Kicking goals in Canberra

Published: 21st June 2020

The middle of June in Canberra is traditionally when the Australian Local Government Association’s National General Assembly rolls out and this year was no different. Indeed, this was the event’s 25th anniversary and it attracted a healthy 880 delegates from across the country.

 

All up, it was five big days in the national capital for the LGAQ team. With Saturday given over to the meeting of ALGA Board, Sunday saw the very well attended Regional Cooperation and Development Forum. Then we were into the three days of the NGA, proper. On top of the ALGA set pieces, the LGAQ’s annual breakfast for Queensland delegates on the first morning of the assembly featured two prominent Federal MPs from the State: Assistant Minister for Road Safety and Freight Transport Scott Buchholz and Labor’s spokesperson on Environment and Water Terri Butler. To their credit, they spoke well and without rancour and were happy to field questions from delegates.

On top of that, myself and senior LGAQ staff met with the new Minister for Regional Services, Decentralisation and Local Government, Mark Coulton, as well as his Labor counterpart, Jason Clare. Both were excellent first meetings with figures who were genuinely listening to what we had to say.

In fact, the general mood throughout the entire assembly was that our federal MPs have a renewed enthusiasm to engage with local councils and their associations to find ways to deliver what local communities want. It was fitting, then, that no federal parliamentarian who ventured into the National Convention Centre this week, whether to attend the LGAQ breakfast speak at the sessions at the NGA, or to stand in the queue for lunch, was left in any doubt that councils are firm in their resolve to push for a restoration of Financial Assistance Grants to at least 1 percent of total Commonwealth tax revenue.

The Queensland contingent of 66 (27 councils) at the NGA was somewhat smaller than previous years and in truth was dwarfed by the turnout of more than 500 from NSW and Victorian councils. But it is important here to point out the differences between the resolutions passed at the NGA and those voted on at the LGAQ’s own annual general meeting every October. The NGA is a good guide to the prevailing sentiment among Australia’s local government sector, but the assembly’s resolutions are not binding on ALGA or its members, the state local government associations. Whereas motions passed at the LGAQ AGM are binding on our organisation. The only members of ALGA are the state associations who pay all the bills for the organisation’s operation, around $2.5 million a year.

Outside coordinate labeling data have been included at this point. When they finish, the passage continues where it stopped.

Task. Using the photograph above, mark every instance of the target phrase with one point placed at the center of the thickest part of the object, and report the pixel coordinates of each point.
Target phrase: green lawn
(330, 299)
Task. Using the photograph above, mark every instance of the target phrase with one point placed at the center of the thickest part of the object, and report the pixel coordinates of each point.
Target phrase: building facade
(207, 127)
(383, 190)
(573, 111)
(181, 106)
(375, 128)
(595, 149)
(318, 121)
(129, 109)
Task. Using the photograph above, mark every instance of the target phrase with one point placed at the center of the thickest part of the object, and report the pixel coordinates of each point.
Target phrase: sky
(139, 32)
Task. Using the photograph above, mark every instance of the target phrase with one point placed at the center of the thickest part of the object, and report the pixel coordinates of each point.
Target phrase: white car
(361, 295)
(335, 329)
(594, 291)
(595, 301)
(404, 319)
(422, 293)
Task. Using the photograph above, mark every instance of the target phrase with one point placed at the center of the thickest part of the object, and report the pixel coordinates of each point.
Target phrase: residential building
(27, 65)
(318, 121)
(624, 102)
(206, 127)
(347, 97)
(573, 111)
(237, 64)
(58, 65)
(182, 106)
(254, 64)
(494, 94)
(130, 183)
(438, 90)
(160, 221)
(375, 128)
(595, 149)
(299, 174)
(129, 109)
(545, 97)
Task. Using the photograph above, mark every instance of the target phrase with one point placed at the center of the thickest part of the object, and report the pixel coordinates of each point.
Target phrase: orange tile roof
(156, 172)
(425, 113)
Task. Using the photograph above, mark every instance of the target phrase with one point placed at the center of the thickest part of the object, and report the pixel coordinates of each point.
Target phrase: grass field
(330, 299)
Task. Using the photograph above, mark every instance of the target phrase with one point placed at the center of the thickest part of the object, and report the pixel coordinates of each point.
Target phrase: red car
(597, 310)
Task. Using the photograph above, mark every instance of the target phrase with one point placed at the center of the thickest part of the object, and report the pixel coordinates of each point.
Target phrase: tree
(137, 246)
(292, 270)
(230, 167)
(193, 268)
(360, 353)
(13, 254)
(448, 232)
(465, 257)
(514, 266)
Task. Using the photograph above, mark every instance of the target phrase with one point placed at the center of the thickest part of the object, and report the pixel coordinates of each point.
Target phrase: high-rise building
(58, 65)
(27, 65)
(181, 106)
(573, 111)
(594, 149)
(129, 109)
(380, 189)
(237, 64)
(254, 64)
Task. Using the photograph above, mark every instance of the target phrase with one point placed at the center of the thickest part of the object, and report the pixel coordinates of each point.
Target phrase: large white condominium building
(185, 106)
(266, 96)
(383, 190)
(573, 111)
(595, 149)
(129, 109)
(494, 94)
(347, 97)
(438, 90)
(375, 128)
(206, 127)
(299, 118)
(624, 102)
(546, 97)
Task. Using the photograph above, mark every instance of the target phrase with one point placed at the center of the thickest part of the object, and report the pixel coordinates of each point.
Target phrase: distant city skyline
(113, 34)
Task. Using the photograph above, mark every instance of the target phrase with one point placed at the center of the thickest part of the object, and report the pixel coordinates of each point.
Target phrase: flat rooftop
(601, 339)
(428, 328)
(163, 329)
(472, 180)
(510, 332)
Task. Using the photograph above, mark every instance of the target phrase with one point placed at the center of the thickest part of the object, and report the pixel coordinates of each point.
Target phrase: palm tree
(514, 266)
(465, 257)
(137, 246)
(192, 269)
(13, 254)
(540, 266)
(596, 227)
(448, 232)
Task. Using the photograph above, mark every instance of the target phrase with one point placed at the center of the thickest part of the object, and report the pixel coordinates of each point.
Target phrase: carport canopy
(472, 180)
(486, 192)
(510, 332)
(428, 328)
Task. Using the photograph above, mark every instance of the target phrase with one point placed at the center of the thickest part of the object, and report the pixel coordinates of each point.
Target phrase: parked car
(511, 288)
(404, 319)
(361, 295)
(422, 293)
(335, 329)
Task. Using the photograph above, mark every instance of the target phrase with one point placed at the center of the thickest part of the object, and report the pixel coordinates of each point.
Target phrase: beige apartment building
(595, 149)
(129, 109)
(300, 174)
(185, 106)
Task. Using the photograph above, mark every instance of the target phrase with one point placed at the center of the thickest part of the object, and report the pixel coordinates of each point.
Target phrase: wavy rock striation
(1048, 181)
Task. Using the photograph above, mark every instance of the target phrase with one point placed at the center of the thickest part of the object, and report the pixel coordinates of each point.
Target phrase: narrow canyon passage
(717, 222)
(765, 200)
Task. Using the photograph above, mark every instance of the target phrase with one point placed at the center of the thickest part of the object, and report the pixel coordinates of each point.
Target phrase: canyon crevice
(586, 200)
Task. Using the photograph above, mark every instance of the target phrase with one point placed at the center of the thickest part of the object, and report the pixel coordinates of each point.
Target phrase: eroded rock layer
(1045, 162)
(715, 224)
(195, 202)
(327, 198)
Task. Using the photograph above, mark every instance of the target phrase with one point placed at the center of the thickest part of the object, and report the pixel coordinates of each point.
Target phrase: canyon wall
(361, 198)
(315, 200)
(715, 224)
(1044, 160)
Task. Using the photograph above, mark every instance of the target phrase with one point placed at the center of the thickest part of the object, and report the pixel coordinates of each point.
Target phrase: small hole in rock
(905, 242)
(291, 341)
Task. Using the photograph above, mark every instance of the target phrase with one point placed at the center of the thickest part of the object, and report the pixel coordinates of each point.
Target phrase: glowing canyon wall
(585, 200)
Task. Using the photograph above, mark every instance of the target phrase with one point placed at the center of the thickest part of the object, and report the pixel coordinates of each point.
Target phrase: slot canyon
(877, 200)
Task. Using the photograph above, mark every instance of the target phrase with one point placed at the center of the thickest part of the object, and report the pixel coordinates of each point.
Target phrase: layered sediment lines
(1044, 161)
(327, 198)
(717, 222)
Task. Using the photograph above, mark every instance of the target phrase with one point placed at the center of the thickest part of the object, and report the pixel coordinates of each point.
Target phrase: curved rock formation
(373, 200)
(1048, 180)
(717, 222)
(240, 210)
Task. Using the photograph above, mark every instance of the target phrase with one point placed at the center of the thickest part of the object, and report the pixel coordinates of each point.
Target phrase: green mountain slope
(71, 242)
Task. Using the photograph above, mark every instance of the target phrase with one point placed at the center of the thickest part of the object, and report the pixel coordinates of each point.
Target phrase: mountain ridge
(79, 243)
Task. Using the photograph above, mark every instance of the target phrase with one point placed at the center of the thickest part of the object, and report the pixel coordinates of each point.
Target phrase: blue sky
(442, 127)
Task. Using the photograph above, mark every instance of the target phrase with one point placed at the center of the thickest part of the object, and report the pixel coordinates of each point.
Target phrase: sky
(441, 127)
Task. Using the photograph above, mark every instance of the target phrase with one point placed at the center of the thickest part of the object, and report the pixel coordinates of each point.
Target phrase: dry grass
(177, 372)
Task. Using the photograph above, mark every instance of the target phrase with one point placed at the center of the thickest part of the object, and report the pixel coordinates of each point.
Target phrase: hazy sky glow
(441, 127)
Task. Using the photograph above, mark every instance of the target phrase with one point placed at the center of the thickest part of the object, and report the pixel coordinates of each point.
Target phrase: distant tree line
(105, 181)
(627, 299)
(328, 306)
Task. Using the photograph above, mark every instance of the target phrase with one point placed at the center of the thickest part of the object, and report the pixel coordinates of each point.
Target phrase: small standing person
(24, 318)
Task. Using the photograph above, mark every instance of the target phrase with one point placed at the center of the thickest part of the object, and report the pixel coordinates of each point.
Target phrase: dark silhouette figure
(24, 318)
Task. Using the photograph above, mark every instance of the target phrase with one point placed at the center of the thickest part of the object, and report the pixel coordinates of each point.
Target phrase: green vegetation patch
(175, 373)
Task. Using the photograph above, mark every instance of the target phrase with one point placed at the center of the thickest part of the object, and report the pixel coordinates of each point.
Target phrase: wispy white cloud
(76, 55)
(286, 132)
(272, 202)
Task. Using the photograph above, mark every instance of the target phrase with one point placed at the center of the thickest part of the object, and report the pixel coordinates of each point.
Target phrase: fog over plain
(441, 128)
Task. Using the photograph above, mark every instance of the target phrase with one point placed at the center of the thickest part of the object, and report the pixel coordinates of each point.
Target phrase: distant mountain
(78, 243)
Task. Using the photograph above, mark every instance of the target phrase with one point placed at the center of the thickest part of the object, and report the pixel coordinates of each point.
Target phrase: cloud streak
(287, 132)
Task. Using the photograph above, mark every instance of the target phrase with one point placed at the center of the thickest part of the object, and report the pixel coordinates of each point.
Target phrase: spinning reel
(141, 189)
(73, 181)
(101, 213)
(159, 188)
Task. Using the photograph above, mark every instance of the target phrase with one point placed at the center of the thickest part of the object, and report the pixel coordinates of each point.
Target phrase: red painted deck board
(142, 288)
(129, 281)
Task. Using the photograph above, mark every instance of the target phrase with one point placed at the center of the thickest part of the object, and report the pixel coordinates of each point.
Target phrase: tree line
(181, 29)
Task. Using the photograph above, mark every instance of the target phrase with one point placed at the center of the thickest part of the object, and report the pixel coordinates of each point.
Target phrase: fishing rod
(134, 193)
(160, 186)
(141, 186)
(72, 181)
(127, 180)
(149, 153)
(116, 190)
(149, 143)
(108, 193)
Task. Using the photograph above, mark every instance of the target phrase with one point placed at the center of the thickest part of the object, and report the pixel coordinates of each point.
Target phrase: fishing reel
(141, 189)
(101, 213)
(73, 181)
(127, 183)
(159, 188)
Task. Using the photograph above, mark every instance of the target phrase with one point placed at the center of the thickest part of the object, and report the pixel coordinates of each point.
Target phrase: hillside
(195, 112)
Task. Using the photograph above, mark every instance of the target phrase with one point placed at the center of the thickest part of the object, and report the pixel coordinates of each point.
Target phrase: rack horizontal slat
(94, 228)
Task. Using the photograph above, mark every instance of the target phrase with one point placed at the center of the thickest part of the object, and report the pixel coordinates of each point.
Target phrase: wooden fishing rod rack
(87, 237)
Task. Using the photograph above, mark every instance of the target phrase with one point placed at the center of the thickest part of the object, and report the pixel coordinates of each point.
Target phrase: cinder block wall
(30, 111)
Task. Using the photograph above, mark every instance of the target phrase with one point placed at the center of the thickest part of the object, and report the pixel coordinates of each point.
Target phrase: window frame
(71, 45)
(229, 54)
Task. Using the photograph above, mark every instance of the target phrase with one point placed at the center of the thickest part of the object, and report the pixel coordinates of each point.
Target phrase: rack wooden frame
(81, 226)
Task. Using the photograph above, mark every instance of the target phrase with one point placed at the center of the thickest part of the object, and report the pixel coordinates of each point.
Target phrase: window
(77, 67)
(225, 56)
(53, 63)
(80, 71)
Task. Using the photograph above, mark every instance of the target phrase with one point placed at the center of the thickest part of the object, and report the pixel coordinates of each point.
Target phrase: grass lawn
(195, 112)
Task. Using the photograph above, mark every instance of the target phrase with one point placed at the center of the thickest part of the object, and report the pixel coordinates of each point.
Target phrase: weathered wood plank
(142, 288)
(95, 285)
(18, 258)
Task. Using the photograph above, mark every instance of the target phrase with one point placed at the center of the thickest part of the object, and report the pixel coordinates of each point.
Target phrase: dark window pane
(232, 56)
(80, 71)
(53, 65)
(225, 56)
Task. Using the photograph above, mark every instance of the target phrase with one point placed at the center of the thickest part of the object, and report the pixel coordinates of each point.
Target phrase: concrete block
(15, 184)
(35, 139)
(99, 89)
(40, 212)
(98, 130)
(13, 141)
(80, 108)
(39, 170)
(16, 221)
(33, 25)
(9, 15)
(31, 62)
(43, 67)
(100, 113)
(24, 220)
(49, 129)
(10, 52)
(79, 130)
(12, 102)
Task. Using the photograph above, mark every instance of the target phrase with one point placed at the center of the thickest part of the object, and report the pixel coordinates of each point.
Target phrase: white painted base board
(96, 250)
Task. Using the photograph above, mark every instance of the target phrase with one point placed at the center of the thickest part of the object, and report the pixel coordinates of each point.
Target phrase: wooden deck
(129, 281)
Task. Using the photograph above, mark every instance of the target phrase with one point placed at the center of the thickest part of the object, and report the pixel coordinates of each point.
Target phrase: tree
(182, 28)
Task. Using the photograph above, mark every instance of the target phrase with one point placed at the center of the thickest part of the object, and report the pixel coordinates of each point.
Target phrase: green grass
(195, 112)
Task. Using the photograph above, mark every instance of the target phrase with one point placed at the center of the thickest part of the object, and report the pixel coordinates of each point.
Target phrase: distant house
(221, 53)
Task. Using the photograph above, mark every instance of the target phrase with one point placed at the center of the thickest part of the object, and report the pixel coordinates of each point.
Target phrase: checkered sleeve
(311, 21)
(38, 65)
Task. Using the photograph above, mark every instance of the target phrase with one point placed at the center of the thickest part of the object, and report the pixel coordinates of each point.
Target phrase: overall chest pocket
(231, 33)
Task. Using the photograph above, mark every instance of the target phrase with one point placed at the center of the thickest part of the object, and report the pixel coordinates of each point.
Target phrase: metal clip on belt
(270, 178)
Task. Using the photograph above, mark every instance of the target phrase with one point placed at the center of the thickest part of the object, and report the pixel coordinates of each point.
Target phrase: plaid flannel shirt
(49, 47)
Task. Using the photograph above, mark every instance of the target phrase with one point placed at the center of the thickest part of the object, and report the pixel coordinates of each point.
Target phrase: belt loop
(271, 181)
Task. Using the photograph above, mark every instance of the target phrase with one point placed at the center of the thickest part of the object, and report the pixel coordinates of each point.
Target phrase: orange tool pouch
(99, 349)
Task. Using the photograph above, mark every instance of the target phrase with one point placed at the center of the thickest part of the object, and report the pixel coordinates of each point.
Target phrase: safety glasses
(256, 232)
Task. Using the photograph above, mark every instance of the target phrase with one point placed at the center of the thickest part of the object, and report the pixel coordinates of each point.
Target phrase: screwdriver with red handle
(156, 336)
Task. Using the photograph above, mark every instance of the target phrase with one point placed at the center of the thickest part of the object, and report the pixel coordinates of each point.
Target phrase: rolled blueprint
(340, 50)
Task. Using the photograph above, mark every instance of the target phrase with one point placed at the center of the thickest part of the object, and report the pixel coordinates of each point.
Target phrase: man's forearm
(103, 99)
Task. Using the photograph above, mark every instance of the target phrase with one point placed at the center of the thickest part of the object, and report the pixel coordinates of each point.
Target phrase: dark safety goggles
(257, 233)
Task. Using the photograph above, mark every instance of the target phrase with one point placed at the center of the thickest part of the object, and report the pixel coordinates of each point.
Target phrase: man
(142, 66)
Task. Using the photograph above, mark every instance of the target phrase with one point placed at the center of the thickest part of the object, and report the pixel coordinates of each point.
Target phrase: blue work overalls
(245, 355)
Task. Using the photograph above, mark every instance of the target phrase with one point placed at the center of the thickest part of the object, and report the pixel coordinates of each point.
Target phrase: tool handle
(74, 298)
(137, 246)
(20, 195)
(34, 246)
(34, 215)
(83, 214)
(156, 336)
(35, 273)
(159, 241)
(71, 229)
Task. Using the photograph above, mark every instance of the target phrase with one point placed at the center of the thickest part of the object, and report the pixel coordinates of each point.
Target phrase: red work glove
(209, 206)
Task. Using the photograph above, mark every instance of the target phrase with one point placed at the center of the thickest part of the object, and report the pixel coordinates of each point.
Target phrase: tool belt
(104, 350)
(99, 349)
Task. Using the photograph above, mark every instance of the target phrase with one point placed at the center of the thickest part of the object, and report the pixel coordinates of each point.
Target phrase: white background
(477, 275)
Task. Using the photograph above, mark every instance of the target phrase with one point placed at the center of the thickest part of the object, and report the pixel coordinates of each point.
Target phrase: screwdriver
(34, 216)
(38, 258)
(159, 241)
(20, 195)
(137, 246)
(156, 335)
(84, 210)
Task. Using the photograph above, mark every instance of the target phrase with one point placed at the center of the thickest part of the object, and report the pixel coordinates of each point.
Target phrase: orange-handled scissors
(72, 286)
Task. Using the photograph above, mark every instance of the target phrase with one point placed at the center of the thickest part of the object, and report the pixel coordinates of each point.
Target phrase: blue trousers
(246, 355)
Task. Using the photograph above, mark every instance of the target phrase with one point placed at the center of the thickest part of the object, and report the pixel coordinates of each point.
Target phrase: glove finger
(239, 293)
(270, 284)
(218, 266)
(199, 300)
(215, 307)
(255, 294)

Not every council attends the NGA - far from it. Some states have populations significantly less than Queensland’s but twice as many councils. There is no weighted vote to reflect the difference between, say, Brisbane City, and small councils of less than one thousand residents. So, for good reasons, the resolutions decided at the NGA provide general guidance only to the ALGA Board on policy settings.

Still on events, the LGAQ Secretariat this week sent out the requests for motions to this year’s LGAQ Annual Conference in Cairns. The deadline for us to receive motions is Monday, 5 August. A reminder, too, that it is individual councils that are members of the LGAQ not Regional Organisations of Councils.

All motions must be in the name of individual councils and, indeed, passed at a council meeting. Any motion thus formulated can be further endorsed by a ROC or District Association to add extra weight.

In good news, our new Federal Minister Mark Coulton has accepted the LGAQ’s invitation to speak at and attend the Bush Councils Convention in Roma in August. Register here.

And, in other great news I can confirm that the keynote speaker at our LGAQ Annual Conference is none other than the man the international press have dubbed the “Nostradamus of the 21st Century”, Griffith University’s Professor Bela Stantic. This is the man who has successfully predicted the Brexit vote, Donald Trump’s victory (he actually got 49 of the 50 states right), and of course Scott Morrison’s surprise victory at the recent federal election. He will tell delegates how he picks winners using extensive analysis of the big data produced by social media and how that knowledge of what the community is thinking and saying can benefit council decision making.

Finally, yes it was bone chillingly cold in Canberra.